Les États-Unis poursuivront la vente d'équipement militaire au Barheïn

WASHINGTON - Les États-Unis vendent de l'équipement militaire au Barheïn, hésitant entre protéger son allié dans sa lutte contre l'Iran ou pousser la monarchie sunnite à discuter avec l'opposition.

La vente d'un nombre inconnu de pièces de rechange et d'équipement a entraîné les critiques de certains, au Congrès, qui affirment qu'elle envoie un mauvais message au sujet de l'engagement des États-Unis envers le respect des droits humains.

Le département d'État a indiqué, vendredi, que les équipements visent la protection du Barheïn envers les menaces venant de l'extérieur et le soutien à la 5e flotte de la marine américaine, qui est basée au pays riverain du golfe Persique.

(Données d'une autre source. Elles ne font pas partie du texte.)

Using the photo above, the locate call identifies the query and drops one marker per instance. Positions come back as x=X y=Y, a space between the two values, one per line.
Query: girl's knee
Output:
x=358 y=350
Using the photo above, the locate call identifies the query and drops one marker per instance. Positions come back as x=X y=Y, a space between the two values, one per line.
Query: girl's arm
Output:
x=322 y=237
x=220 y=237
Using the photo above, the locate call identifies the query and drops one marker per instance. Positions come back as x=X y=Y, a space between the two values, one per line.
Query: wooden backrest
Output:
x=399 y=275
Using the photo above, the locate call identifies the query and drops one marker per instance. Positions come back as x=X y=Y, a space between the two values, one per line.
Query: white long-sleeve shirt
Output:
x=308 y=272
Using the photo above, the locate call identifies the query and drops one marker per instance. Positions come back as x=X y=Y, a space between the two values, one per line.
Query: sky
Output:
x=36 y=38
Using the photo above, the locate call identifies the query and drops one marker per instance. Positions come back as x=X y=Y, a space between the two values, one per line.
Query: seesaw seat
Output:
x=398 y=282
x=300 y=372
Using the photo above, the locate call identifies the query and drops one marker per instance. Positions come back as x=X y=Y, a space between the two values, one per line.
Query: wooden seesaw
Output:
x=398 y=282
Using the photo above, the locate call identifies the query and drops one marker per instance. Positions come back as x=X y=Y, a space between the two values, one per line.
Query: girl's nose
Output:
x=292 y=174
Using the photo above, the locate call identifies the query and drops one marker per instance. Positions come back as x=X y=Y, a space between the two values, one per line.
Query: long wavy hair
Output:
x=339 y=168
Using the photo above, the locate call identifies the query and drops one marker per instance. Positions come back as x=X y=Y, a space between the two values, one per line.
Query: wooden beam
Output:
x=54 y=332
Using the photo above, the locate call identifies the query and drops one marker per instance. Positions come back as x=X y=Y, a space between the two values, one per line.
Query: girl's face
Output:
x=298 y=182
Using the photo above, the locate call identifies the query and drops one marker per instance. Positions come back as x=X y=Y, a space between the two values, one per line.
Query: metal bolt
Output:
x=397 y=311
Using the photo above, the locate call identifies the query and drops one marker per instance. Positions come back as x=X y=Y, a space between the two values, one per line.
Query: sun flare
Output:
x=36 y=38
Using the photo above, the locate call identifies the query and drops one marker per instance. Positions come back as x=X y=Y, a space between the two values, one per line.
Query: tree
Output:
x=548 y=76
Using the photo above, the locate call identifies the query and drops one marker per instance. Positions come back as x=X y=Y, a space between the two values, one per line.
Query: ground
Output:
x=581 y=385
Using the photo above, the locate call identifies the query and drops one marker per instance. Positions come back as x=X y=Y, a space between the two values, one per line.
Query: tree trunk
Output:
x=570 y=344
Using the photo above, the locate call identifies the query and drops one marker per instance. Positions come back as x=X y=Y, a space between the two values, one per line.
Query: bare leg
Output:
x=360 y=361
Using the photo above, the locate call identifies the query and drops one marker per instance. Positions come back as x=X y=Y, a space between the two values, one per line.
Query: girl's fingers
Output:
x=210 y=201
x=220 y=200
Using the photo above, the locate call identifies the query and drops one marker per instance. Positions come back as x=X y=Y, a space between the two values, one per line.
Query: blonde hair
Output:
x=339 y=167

Le département a ajouté qu'il ne s'agit pas d'une nouvelle transaction et que le pays n'exploite pas une brèche dans la loi.

Il a ajouté que les articles présentés au Congrès ont été notifiés et approuvés par le Capitole et ne sont pas assez importants pour nécessiter l'avis du Congrès.

L'administration a affirmé qu'elle comptait maintenir sa «suspension de la plupart de l'aide à la sécurité du Barheïn en attendant des progrès dans les réformes».

Il a y près d'un an, la majorité chiite au Barheïn a demandé plus de droits de la part de la dynastie sunnite régnait sur le pays depuis 200 ans. Plus de 35 personnes ont été tuées dans des affrontements, encouragés par l'Iran selon les dirigeants du Barheïn.

Depuis que l'Iran a menacé d'utiliser la force dans le détroit d'Ormuz, à l'ouverture du golfe, en réponse aux sanctions économiques imposées par les pays occidentaux, l'allié des États-Unis dans la région est vu comme encore plus important.

La sénateur Ron Wyden et le représentant Jim McGovern, tous deux démocrates, ont récolté les signatures de législateurs dans une lettre qu'ils souhaitent faire parvenir cette semaine à la secrétaire d'État, Hillary Clinton, pour exprimer leur opposition envers les décisions de l'administration.

Ils affirment que le Bahreïn viole encore les droits humains et utilise une force excessive pour mâter les soulèvements.